I value concision. I have told myself this value is the reason that I often prefer shorter poems. And I have told myself this preference is the reason that I have tended to write poems under one page (~40 lines) in length. All that, however, is changing.

I now recognize that in my work I have had a tendency to want to end a poem after delivering a few good lines, to “look ahead” to the conclusion and shape the direction toward that end. Reading Marvin Bell’s “Dead Man” poems, which always appear in two parts, helped me recognize just how much can still be said even after the conclusion of the first part of a poem. In some ways, every poem could be said to be just the first part of a poem on that topic.

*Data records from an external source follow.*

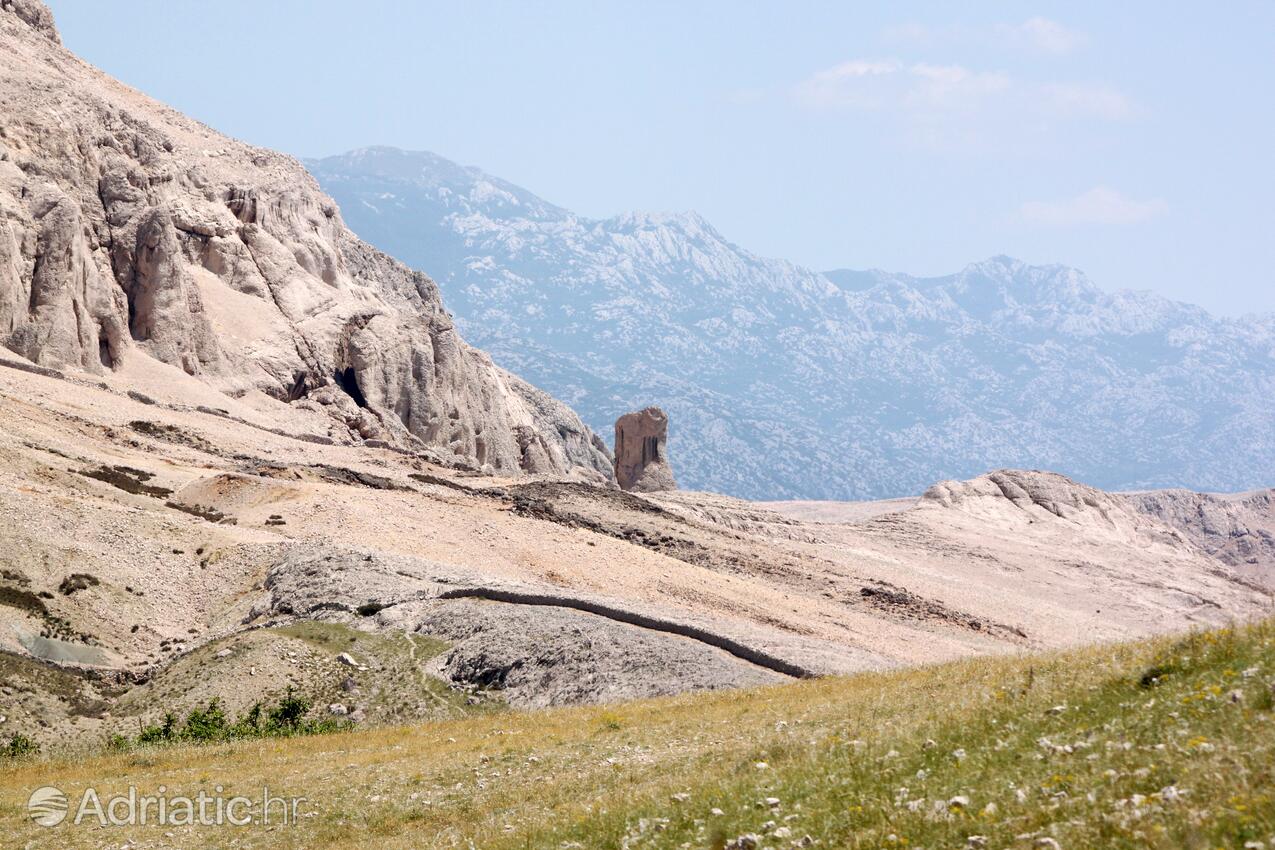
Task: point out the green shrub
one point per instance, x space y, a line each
19 747
208 724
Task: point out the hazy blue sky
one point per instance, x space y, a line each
1134 140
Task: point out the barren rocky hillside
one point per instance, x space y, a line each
784 382
158 552
242 451
131 235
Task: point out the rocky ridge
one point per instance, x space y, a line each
129 231
786 382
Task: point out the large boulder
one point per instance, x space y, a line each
641 451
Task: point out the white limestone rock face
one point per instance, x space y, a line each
641 451
128 230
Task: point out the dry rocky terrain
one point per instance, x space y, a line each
241 450
156 553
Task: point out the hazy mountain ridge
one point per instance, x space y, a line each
783 381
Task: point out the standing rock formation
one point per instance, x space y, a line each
641 453
130 231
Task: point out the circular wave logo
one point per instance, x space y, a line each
47 806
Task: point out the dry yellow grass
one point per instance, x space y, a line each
1074 747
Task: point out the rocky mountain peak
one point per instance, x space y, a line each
35 14
131 235
789 382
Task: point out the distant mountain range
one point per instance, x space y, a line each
784 382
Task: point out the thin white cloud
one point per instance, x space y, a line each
1043 35
1074 100
1099 205
1035 35
922 91
889 84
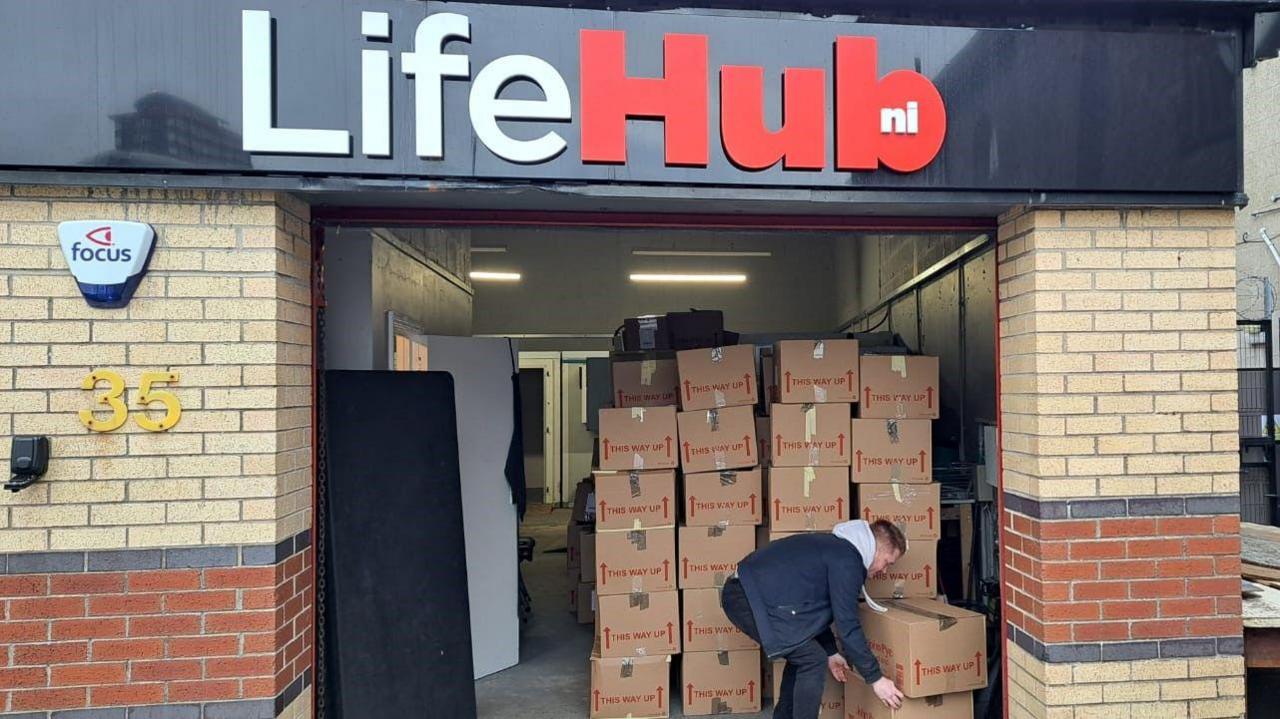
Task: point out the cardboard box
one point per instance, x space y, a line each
721 682
892 450
762 440
635 560
832 696
635 500
722 376
914 508
645 380
808 498
584 502
768 379
732 497
638 624
707 628
647 333
809 435
585 599
717 439
928 647
586 554
708 555
635 686
899 387
639 438
819 370
914 575
862 703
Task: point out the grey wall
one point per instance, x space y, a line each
575 282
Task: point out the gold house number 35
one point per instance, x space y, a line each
119 410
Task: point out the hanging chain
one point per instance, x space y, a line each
321 477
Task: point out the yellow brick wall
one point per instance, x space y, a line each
227 306
1152 688
1118 352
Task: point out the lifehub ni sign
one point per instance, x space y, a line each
896 120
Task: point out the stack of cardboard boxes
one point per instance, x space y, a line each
723 502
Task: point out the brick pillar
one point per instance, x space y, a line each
1120 457
168 568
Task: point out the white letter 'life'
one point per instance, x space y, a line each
256 76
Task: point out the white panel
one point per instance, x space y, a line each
481 372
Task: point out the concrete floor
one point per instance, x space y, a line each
553 676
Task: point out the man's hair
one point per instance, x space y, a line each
890 534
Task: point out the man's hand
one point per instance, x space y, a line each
839 667
887 692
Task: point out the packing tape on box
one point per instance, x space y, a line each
897 363
944 621
647 370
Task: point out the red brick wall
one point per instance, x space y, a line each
142 637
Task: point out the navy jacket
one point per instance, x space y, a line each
798 585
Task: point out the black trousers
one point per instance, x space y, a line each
805 674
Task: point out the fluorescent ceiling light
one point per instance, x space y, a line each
498 276
700 253
682 278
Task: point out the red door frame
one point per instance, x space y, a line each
324 218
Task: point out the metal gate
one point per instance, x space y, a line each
1257 420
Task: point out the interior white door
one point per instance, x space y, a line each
481 370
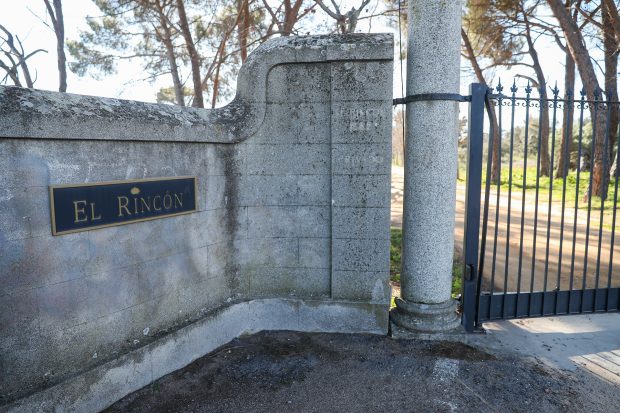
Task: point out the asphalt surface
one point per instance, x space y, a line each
507 242
301 372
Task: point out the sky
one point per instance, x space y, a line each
24 19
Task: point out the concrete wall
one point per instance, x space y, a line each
293 197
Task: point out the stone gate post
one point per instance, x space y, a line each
433 66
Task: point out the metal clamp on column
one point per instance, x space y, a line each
422 97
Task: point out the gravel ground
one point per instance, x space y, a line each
301 372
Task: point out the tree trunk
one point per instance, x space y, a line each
495 158
59 29
193 55
610 47
569 113
165 36
578 50
291 16
567 119
243 27
216 85
544 112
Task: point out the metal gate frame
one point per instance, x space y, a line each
476 306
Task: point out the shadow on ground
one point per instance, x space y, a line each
301 372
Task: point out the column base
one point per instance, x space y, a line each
425 321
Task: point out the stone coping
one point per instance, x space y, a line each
38 114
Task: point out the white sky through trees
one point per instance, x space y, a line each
23 18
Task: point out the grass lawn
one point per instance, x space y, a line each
544 186
396 263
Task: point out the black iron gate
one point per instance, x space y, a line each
540 239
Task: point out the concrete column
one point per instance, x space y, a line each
433 66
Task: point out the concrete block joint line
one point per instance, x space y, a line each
291 228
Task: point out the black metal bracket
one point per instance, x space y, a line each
423 97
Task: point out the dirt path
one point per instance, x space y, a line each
533 259
301 372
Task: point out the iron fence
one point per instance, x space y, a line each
541 204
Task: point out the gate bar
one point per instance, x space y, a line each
478 94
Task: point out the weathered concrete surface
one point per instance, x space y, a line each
434 41
588 342
103 385
292 194
296 372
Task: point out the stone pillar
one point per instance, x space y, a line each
433 66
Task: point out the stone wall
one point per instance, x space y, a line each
292 228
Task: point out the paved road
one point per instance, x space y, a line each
509 274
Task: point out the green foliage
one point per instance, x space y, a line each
490 33
396 241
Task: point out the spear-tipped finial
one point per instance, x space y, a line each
514 88
499 87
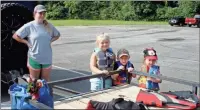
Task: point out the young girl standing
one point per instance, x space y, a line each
150 59
102 61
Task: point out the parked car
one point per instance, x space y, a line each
193 21
179 20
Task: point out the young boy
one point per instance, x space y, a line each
149 66
123 63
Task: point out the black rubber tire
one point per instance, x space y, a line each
14 54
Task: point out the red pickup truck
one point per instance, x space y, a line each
193 21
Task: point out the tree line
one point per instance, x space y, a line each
121 10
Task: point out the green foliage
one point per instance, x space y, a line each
121 10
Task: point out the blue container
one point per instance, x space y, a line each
19 96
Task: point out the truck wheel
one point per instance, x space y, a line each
14 16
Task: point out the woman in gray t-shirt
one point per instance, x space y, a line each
40 34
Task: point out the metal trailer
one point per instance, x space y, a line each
195 86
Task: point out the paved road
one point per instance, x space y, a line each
177 49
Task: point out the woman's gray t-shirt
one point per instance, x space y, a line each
40 39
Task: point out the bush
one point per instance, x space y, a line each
121 10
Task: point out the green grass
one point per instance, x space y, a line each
102 22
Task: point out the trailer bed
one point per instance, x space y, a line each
128 92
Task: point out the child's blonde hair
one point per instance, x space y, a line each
103 36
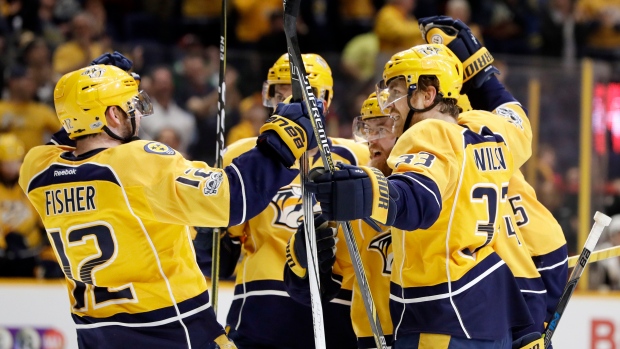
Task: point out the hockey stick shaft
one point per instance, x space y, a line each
309 229
298 73
600 222
219 147
596 256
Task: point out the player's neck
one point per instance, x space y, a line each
102 140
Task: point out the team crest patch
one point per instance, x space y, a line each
511 115
158 148
382 244
212 184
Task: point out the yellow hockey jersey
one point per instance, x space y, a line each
118 220
446 275
262 310
543 237
377 256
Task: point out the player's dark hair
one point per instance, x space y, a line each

Reading other longer works has also helped me understand how I might go about resisting conclusions in the effort at arriving in more interesting poetic territory. Being halfway through my third semester in the Pacific University MFA program, I have now read over fifty books of poetry and poetry criticism in the last fifteen months of study. I have learned a lot. Perhaps more importantly, I have absorbed a lot, imbibing poetry as much as analyzing it, and letting it shape my aesthetics from the inside out.

Most recently, I have been reading David St. John’s Study For The World’s Body. I am struck by the success of his longer poems. Comparing his work to another poet whose longer poems I also admire, Li-Young Lee, has helped me to understand some of the qualities of longer poems which I hope to deploy in my own efforts at breaking the single-page barrier.

Foremost among them seems to be a tone that reflects confidence. This sense of confidence about the speaker, and by inference the author, helps me as a reader to give the author permission to dwell on unfolding details, provided they remain grounded in concrete images, interesting language, music, or other elements of good craft. Careful examination of details in this way produces the actual poetry, and gives a sense of focus and precision to the work, despite its length.

The stand-up comedian Billy Connolly is a master at delivering humor through seemingly endless digressions. When he finally comes back to the main topic, long since forgotten in the audience’s mind, he earns not only laughs but trust that he knew what he was doing all along. Good long poems can also function in this way–taking time to deliver poetry through the details, but retaining a sense of focus and direction all along.

In some ways, it seems to me that longer poems do not necessarily have to end on lines as spectacular as those required for the success of shorter poems. A rider who has hung on to a bucking stallion with dignity and tenacity need not necessarily dismount with great flourish to win cheers. The sustained quality and duration of the work is a feat in itself. Such feats I look forward to attempting in practice soon.